O problema atendia pelo apartamento 904. Todo dia, às vinte e três e trinta, o morador do 904 ligava um liquidificador que parecia movido a rancor. Júlia não sabia se ele batia vitamina, concreto ou os próprios arrependimentos. Sabia apenas que o som surgia no momento exato em que ela abria o notebook para escrever a edição noturna da newsletter Antes de Ir pra Cama, um boletim anônimo sobre romance urbano, pequenos vexames e decisões que pareciam boas antes da meia-noite. Naquela noite, a newsletter tinha o tema "homens que acreditam em whey e silêncio seletivo". O universo, com seu talento baixo para ironia, colaborou demais.

O áudio enviado ao grupo começava educado. Durou três segundos. Depois Júlia dizia, com clareza de locutora treinada pelo ódio, "Se o cidadão do 904 precisa triturar pedra lunar para manter a juventude, que ao menos faça isso antes do Jornal Nacional. Existe uma fronteira moral entre autocuidado e terrorismo doméstico". Ela ainda chamava o vizinho de "monge do shake", "ditador da banana congelada" e "homem que provavelmente organiza meias por ressentimento". Quando percebeu o destino do arquivo, largou o celular na cama e encarou a tela. As confirmações azuis acenderam uma por uma, feito luzes de pista de pouso para sua humilhação.

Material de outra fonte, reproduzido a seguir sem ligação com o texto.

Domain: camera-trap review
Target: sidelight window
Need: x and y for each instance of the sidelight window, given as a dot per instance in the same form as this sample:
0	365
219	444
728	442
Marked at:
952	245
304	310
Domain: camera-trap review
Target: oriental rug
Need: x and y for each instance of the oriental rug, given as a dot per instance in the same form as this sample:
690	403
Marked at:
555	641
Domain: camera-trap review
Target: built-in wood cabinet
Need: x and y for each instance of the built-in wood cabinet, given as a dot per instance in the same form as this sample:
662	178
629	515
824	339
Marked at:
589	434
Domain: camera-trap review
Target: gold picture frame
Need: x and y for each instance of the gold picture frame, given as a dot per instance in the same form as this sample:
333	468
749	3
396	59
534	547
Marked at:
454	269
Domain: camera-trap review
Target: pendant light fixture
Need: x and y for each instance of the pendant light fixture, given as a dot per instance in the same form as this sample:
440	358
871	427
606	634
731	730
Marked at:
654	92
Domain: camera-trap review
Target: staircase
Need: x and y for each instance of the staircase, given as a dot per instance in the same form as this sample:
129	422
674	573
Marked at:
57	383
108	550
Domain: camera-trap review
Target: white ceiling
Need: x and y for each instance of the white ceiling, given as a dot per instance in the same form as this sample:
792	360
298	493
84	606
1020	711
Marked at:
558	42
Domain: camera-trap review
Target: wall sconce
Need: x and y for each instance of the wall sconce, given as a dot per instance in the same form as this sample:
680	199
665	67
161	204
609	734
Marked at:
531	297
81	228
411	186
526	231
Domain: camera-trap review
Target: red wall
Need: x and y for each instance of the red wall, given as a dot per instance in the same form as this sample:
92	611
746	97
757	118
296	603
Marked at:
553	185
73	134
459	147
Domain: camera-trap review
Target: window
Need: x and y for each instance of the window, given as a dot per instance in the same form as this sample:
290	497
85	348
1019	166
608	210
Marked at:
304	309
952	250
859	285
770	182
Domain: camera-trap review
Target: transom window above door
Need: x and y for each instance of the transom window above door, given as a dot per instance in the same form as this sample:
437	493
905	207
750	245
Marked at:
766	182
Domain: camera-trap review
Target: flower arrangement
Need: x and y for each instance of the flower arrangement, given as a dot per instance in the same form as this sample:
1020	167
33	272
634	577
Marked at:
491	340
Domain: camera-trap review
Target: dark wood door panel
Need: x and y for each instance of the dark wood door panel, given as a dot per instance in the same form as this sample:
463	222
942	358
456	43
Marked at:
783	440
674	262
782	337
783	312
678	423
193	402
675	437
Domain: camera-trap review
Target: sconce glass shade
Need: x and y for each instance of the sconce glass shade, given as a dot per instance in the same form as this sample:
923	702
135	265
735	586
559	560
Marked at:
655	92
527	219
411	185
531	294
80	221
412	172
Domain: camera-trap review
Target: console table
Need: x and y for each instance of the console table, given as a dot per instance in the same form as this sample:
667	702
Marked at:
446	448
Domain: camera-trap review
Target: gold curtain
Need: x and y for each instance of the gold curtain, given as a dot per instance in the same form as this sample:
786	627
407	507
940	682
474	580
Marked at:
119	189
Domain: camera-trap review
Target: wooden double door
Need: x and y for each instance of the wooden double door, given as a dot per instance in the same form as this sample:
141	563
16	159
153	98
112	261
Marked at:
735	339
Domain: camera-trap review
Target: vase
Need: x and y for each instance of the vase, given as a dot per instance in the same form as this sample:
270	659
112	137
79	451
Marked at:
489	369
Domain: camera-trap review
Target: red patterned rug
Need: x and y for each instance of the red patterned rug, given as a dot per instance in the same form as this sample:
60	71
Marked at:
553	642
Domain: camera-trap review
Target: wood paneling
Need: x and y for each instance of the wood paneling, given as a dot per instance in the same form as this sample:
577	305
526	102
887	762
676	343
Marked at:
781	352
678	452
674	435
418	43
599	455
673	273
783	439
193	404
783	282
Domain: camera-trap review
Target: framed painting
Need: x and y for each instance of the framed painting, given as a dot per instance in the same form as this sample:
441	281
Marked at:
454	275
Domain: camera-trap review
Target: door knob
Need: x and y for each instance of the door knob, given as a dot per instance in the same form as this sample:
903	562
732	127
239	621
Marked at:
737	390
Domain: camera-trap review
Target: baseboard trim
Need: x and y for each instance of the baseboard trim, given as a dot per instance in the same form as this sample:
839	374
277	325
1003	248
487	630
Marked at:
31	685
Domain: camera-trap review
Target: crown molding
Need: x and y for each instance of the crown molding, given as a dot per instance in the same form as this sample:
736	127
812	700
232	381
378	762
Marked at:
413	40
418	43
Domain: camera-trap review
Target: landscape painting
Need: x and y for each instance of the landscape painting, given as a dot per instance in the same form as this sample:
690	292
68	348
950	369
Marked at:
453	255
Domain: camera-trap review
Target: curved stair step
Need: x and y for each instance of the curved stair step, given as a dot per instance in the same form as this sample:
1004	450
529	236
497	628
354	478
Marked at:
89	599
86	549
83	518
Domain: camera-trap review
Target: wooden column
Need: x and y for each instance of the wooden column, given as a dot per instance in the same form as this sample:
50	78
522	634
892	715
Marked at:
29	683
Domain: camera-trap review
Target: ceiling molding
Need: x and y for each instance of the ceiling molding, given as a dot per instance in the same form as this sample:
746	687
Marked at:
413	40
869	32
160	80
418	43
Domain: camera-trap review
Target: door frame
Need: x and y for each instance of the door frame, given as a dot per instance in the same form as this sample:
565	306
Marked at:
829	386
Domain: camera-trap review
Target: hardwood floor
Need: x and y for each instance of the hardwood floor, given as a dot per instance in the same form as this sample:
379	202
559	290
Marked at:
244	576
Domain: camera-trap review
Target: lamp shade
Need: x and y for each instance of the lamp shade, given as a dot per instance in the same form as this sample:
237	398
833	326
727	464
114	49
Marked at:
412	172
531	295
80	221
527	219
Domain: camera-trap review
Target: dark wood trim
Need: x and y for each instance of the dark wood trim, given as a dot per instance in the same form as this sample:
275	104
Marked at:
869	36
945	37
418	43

A primeira resposta veio da dona Nair, do 302, "Também escuto". A segunda foi do síndico, "Vamos manter o respeito". A terceira, de um número salvo apenas como Bento 904, chegou com uma calma que conseguiu ofendê-la de novo, "Boa noite, vizinhos. Uso o liquidificador para preparar comida pastosa para meu cachorro idoso, que perdeu vários dentes e conserva uma dignidade superior à minha. Posso antecipar o horário. Quanto à organização das meias, confirmo. Por cor e grau de decepção".

Júlia leu a mensagem três vezes. O cachorro idoso mudou toda a geometria da vergonha. A parte das meias piorou tudo, porque um homem capaz de brincar com a própria acusação era menos simples de odiar. Ela digitou um pedido de desculpas, apagou, digitou outro, apagou também, e acabou escrevendo, "Sinto muito pelo cachorro e pela banana congelada. Fui uma péssima vizinha com boa dicção". Bento respondeu com um polegar para cima. O emoji parecia usar terno.

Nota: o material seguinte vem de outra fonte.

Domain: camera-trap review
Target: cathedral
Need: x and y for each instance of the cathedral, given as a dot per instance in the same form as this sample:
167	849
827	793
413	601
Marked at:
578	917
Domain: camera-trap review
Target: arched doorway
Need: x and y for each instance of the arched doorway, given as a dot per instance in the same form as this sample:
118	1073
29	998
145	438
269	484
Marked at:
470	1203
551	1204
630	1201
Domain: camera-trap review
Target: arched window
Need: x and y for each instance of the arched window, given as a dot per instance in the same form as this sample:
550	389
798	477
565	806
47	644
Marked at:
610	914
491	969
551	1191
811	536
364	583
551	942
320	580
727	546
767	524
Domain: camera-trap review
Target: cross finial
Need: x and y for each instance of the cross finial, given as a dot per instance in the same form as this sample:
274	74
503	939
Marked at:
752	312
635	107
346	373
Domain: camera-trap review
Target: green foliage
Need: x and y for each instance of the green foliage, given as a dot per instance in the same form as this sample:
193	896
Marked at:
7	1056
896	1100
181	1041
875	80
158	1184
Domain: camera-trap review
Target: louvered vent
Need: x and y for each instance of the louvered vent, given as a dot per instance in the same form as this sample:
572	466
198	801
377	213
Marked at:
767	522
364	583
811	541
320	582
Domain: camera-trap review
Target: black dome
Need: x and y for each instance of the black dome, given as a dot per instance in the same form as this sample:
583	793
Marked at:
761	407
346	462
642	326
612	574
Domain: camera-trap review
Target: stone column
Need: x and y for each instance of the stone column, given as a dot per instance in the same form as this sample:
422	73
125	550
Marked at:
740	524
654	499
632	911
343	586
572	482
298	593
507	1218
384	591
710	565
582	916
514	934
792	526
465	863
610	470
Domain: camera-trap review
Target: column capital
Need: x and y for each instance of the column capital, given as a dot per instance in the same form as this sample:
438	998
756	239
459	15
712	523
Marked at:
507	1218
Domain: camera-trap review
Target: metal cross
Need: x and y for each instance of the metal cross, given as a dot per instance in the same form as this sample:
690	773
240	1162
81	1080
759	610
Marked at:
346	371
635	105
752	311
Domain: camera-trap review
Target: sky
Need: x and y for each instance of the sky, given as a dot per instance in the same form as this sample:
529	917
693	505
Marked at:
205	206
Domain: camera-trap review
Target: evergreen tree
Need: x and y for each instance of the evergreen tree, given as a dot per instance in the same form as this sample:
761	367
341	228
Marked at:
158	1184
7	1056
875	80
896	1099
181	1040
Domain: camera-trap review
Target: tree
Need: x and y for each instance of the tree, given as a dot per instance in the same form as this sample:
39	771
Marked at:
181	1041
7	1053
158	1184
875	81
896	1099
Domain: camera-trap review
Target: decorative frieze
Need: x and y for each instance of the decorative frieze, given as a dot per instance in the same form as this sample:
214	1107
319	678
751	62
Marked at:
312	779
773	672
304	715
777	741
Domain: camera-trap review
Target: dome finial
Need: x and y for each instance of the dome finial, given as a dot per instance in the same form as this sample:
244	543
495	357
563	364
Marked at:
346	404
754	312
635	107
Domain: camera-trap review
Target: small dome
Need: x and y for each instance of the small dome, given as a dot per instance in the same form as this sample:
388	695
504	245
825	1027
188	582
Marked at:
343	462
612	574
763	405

À meia-noite, ainda vermelha de vergonha, Júlia publicou a newsletter com atraso. Trocou "homens que acreditam em whey" por "pessoas que julgam a vida alheia sem consultar o prontuário odontológico do cachorro". A edição teve o maior número de aberturas do mês. Uma leitora respondeu, "Case com o vizinho". Júlia fechou o notebook, ouviu um liquidificador muito breve no andar de cima e decidiu que o amor moderno tinha um departamento de crueldade cômica funcionando vinte e quatro horas.

Antes de Ir pra Cama

Sinopse

Júlia Vidal ganha a vida escrevendo posts espirituosos para marcas que vendem bem-estar, colchões, chás funcionais e a ilusão de que adultos organizados dormem oito horas por noite. Fora da internet, ela vive atrasada, usa camiseta velha para reunião remota e mantém uma newsletter anônima onde transforma dates ruins em conselhos hilários para quem ainda acredita no amor depois das onze. A rotina sai do controle quando um áudio particular sobre o vizinho barulhento cai no grupo do prédio. O vizinho é Bento Lacerda, advogado metódico, insone profissional e dono de uma paciência ofensivamente elegante. Entre assembleias constrangedoras, uma família intrometida, uma campanha de colchão, um namoro falso e uma lista de tarefas para fazer antes de dormir, os dois descobrem que a última mensagem da noite pode ser o começo de uma história indecente de tão sincera.